Autocollant de Studio Brussel
Nous avons dépassé Dijon et roulons vers Grenoble, où nous passerons notre première nuit. Le soleil perce, nous décapotons. Ward me montre l'autocollant de Studio Brussel qui a survécu à toutes ces péripéties. «Les vitres sont d'origine, tout comme le tableau de bord et certains éléments de la carrosserie. La moitié de la voiture, en quelque sorte!». (rires)

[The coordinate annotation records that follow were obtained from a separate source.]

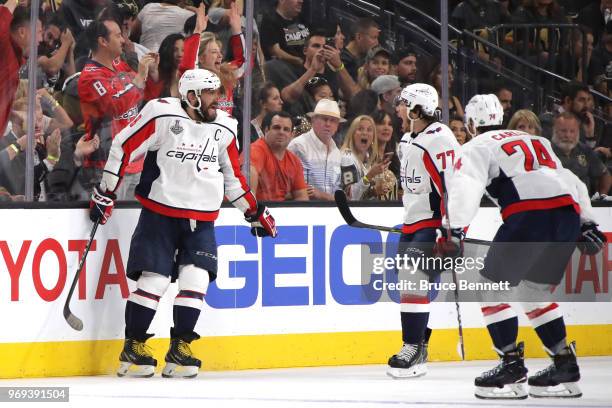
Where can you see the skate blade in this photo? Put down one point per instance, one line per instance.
(510, 391)
(127, 369)
(403, 373)
(563, 390)
(172, 370)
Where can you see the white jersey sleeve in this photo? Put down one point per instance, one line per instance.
(580, 193)
(132, 143)
(467, 181)
(234, 182)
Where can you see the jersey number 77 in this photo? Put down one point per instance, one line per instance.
(542, 156)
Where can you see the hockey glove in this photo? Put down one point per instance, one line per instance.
(591, 239)
(449, 246)
(101, 205)
(262, 222)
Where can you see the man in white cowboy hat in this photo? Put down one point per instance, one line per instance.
(319, 155)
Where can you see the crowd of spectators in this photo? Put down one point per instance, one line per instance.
(324, 93)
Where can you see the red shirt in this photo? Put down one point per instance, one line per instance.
(277, 178)
(12, 60)
(108, 98)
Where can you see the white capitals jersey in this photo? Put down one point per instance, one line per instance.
(520, 172)
(189, 165)
(423, 157)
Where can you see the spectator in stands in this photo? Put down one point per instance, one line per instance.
(318, 153)
(207, 48)
(170, 57)
(110, 94)
(577, 157)
(595, 16)
(474, 15)
(56, 52)
(405, 61)
(361, 164)
(377, 63)
(388, 89)
(569, 63)
(320, 60)
(47, 138)
(575, 99)
(15, 32)
(276, 173)
(283, 33)
(504, 94)
(540, 12)
(78, 14)
(220, 17)
(387, 149)
(364, 37)
(526, 121)
(127, 13)
(435, 79)
(157, 20)
(268, 101)
(600, 68)
(456, 125)
(318, 88)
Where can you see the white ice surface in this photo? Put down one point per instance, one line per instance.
(445, 385)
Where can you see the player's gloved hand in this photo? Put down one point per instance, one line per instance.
(101, 205)
(591, 239)
(449, 246)
(262, 222)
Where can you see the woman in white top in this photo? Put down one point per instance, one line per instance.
(158, 20)
(361, 161)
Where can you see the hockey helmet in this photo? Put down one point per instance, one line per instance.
(197, 80)
(422, 95)
(484, 110)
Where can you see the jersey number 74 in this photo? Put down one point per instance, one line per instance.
(542, 156)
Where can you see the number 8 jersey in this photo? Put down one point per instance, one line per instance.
(520, 172)
(423, 157)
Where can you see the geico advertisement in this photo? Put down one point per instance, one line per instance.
(306, 280)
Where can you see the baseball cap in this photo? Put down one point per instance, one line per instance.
(385, 83)
(402, 53)
(375, 51)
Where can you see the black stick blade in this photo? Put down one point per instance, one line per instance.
(345, 211)
(73, 321)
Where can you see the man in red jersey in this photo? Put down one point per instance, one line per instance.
(110, 94)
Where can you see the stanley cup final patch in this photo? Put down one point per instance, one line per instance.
(176, 128)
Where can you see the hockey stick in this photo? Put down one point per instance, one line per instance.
(73, 321)
(349, 218)
(453, 273)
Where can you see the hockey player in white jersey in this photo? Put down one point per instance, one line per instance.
(427, 148)
(191, 162)
(539, 202)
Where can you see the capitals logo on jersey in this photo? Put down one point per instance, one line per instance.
(195, 153)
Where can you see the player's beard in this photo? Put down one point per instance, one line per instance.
(208, 113)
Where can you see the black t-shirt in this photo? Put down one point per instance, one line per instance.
(601, 64)
(288, 34)
(282, 74)
(584, 163)
(351, 63)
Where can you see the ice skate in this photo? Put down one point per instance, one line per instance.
(411, 361)
(560, 379)
(506, 380)
(136, 359)
(180, 362)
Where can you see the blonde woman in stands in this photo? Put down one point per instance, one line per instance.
(526, 121)
(361, 161)
(203, 50)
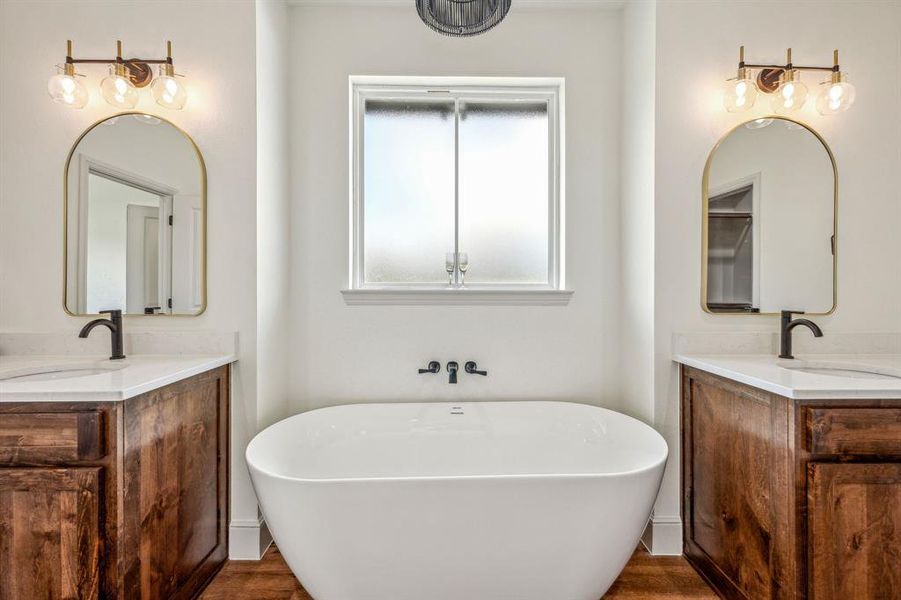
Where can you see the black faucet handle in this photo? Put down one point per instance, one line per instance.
(434, 367)
(472, 368)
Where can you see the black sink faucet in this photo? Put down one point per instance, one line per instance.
(787, 324)
(452, 370)
(114, 323)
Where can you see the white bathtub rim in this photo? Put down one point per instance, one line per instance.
(481, 477)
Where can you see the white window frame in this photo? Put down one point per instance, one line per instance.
(459, 89)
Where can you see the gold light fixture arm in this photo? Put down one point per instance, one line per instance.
(788, 63)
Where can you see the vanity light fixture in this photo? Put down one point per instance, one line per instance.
(120, 87)
(64, 88)
(788, 93)
(117, 88)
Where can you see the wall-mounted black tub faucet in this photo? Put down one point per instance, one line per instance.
(787, 325)
(472, 368)
(434, 367)
(452, 370)
(114, 324)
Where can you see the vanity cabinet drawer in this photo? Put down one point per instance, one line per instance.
(50, 438)
(855, 430)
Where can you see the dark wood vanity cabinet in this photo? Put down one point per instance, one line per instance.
(790, 498)
(124, 500)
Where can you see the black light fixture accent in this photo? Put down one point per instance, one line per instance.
(462, 18)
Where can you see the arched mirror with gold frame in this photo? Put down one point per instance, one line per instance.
(135, 210)
(769, 229)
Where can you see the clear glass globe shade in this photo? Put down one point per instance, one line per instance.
(118, 91)
(739, 95)
(168, 92)
(789, 96)
(67, 90)
(835, 98)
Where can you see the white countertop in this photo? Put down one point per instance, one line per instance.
(769, 373)
(118, 380)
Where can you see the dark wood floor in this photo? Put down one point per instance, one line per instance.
(646, 576)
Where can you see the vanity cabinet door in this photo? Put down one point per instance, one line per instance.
(50, 534)
(728, 516)
(854, 519)
(174, 509)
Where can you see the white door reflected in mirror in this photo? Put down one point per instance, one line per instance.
(769, 210)
(135, 202)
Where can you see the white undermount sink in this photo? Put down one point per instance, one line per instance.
(58, 371)
(836, 369)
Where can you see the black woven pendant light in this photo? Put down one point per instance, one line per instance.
(462, 18)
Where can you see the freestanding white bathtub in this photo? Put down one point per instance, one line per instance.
(471, 501)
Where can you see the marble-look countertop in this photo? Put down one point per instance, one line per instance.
(116, 379)
(770, 373)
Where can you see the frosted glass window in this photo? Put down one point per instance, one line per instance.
(456, 186)
(504, 186)
(408, 191)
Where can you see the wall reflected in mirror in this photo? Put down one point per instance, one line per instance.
(135, 220)
(769, 199)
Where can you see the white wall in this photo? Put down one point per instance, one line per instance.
(697, 49)
(637, 209)
(36, 135)
(273, 216)
(346, 354)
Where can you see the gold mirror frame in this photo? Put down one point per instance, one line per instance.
(203, 204)
(705, 201)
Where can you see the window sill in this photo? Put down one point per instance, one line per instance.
(456, 297)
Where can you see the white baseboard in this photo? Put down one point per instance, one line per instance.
(663, 536)
(248, 539)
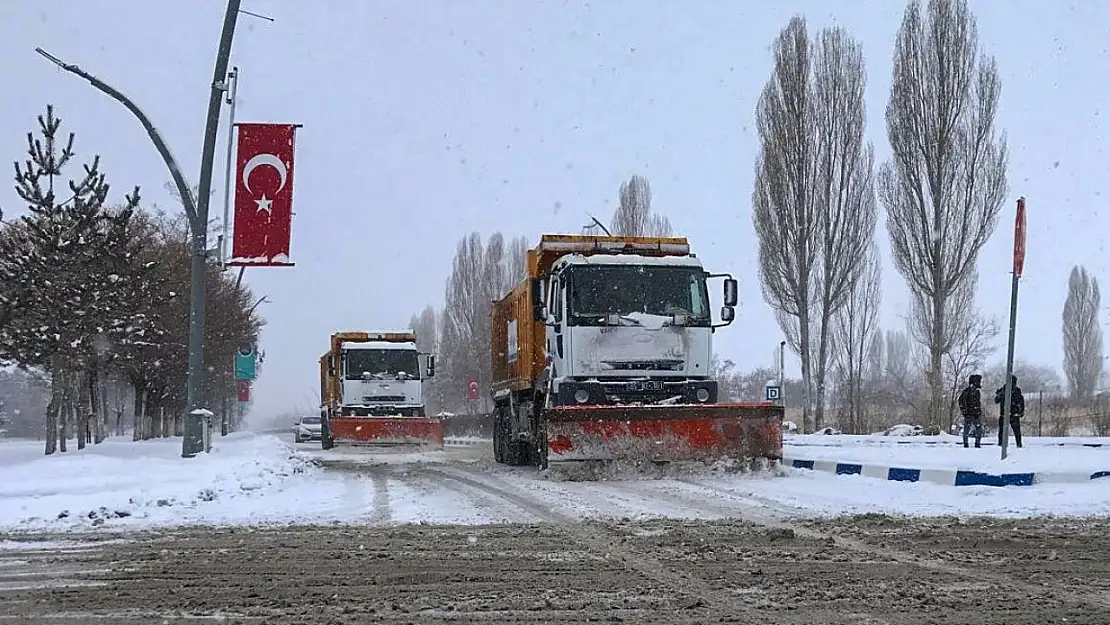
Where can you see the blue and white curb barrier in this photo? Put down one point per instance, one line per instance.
(942, 476)
(447, 441)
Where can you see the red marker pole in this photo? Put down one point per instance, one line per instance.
(1019, 263)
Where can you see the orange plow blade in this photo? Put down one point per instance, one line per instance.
(387, 431)
(665, 433)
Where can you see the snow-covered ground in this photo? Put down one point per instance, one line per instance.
(917, 452)
(265, 480)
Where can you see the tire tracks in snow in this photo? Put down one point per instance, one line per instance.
(936, 564)
(602, 538)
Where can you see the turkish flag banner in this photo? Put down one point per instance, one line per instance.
(244, 390)
(263, 194)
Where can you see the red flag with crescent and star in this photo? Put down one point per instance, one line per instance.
(263, 194)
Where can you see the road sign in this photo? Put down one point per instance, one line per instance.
(244, 390)
(1019, 239)
(773, 393)
(244, 364)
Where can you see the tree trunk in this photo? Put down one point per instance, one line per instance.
(823, 340)
(51, 425)
(807, 371)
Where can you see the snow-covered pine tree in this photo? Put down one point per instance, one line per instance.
(64, 239)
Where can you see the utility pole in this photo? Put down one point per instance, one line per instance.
(197, 209)
(195, 385)
(1019, 262)
(232, 89)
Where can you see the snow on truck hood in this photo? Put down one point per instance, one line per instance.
(629, 259)
(602, 349)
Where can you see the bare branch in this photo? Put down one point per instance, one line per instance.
(814, 200)
(946, 182)
(1082, 336)
(163, 150)
(634, 217)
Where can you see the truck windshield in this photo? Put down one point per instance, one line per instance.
(381, 364)
(602, 290)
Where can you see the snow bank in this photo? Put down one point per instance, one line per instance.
(826, 494)
(1035, 459)
(148, 483)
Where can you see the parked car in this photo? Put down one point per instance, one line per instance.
(306, 429)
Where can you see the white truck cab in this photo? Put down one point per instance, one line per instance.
(626, 329)
(384, 377)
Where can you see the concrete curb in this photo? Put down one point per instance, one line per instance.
(916, 441)
(942, 476)
(448, 442)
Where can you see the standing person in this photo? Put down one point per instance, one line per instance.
(1017, 410)
(971, 409)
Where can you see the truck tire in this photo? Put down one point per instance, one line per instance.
(498, 436)
(517, 453)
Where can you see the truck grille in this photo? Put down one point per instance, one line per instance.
(392, 399)
(647, 365)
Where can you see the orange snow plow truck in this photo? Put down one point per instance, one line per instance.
(603, 354)
(371, 390)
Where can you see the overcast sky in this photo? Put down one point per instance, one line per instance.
(424, 121)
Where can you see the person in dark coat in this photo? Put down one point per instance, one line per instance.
(970, 402)
(1017, 410)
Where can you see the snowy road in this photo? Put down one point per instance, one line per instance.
(266, 481)
(357, 536)
(871, 571)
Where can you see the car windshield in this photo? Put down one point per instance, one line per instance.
(597, 291)
(381, 364)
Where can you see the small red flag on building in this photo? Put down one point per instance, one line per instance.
(1019, 239)
(263, 194)
(244, 390)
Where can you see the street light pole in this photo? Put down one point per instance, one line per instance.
(195, 384)
(232, 89)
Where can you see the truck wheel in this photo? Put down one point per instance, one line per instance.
(498, 437)
(517, 453)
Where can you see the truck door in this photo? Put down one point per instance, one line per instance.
(558, 349)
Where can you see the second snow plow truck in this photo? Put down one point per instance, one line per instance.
(603, 353)
(371, 386)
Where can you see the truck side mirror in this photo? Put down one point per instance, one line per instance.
(732, 292)
(537, 302)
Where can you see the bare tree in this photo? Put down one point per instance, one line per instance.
(1082, 336)
(946, 182)
(855, 330)
(634, 217)
(814, 198)
(516, 262)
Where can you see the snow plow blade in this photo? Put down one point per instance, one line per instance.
(665, 433)
(384, 431)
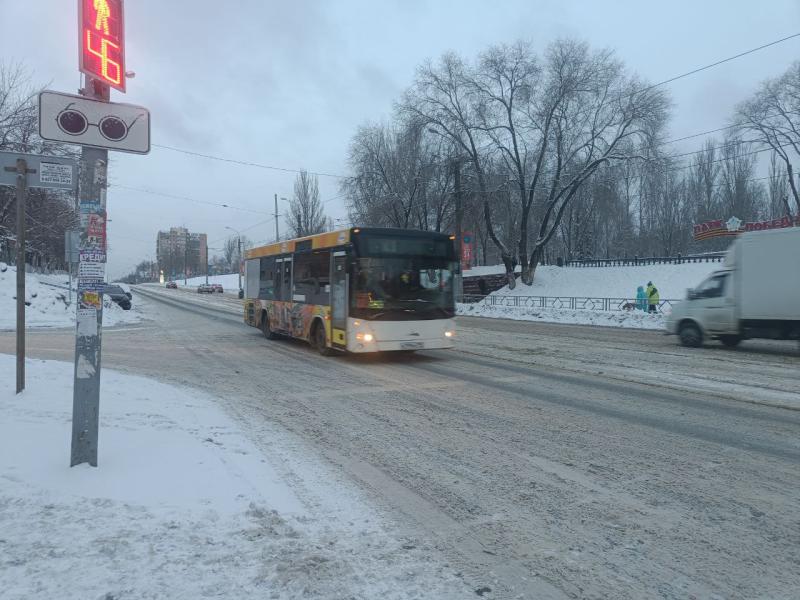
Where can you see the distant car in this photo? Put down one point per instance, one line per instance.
(125, 288)
(118, 295)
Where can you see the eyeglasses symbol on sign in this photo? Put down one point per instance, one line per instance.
(73, 122)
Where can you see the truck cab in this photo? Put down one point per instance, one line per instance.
(709, 311)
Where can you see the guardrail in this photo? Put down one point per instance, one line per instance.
(565, 302)
(647, 260)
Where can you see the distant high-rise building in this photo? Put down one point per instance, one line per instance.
(181, 253)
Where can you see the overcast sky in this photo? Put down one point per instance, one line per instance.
(287, 84)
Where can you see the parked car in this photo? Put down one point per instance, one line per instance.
(118, 295)
(125, 288)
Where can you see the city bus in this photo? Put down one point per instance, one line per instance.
(355, 290)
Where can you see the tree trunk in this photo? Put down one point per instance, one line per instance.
(536, 257)
(792, 185)
(526, 278)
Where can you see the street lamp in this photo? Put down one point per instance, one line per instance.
(239, 266)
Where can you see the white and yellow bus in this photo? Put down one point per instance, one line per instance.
(355, 290)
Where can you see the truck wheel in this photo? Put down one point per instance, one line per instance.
(265, 328)
(690, 335)
(731, 341)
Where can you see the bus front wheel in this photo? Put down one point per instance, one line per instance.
(265, 328)
(320, 341)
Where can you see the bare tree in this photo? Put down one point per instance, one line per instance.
(306, 216)
(778, 188)
(551, 124)
(231, 249)
(773, 116)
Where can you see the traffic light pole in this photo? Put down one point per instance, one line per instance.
(91, 283)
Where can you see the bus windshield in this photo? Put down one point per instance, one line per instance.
(403, 289)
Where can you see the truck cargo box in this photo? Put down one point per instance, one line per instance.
(767, 274)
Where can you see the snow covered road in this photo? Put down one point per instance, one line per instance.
(538, 460)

«J'aime tellement ma voiture que j'ai toujours voulu la conduire jusqu'à ses racines», avait déclaré Ward un soir de l'été 2023. C'est ainsi que notre idée a vu le jour. Notre première destination est l'usine d'Arese, près de Milan, où la Spider a été construite et où se trouve maintenant l'impressionnant Museo Storico Alfa Romeo. On nous a promis que nous pourrions également descendre dans la stupéfiante réserve de voitures et de souvenirs. Des ‘backstage review series’, des conférences axées sur un élément de la riche histoire de la marque, y sont organisées chaque mois ou presque. Une session consacrée à la Spider, qui date de 1958, se tient justement maintenant. Ward, qui ne dédaigne pas un peu de théâtralité, tient à participer à la parade des Spider qui précédera la session sur le circuit devant l'ancienne usine.
Votre journaliste automobile, qui prendra sporadiquement le volant, étant également chroniqueur gastronomique, bien manger et bien boire font partie du voyage. À Turin, nous rendrons visite à notre compatriote Lowie Vermeersch, qui a été pendant de nombreuses années le directeur du design chez Pininfarina, le légendaire studio de design où la Spider a été conçue bien avant l'arrivée de Vermeersch, tout comme de nombreuses autres icônes de l'automobile. Depuis que Vermeersch a quitté Pininfarina en 2011, il connaît un grand succès avec son propre studio de design, GranStudio. Avec celui-ci, il a dessiné aussi bien des Ferrari ainsi que des modèles uniques très coûteux pour des milliardaires, mais il a également élargi la mission de son bureau pour en faire un lieu de réflexion approfondie sur la mobilité. Il nous parlera en primeur d'un grand projet qu'il est en train de mettre sur pied.
La voiture comme lien
Ainsi, plus d'un quart de siècle après leur première rencontre, deux amis partent en voyage, unis par la voiture qui les a accompagnés durant toutes ces années. Avec, bien sûr, une overdose de conversations sur les voitures, mais aussi des réflexions sur le chemin parcouru, ce qu’ils ont bien ou mal fait, les virages manqués et ceux qu'ils auraient mieux fait de ne pas prendre. «Ma voiture est une leçon de vie», laissera échapper Bogaert au cours d'une soirée mémorable. «Une leçon sur la façon de gérer les revers, de rester calme, d'accepter, de relativiser, d'être patient. Au fil des ans, je suis tombé en panne tant de fois avec cette voiture! Il ne faut jamais présumer qu’on arrivera là où on le souhaite, et encore moins quand on le souhaite. Il ne faut même pas tabler sur le fait qu’elle démarrera. C'est toujours une aventure. Et une chose est sûre: chaque fois que je pars, c’est avec un large sourire, enveloppé de l'odeur d'huile et d'essence.»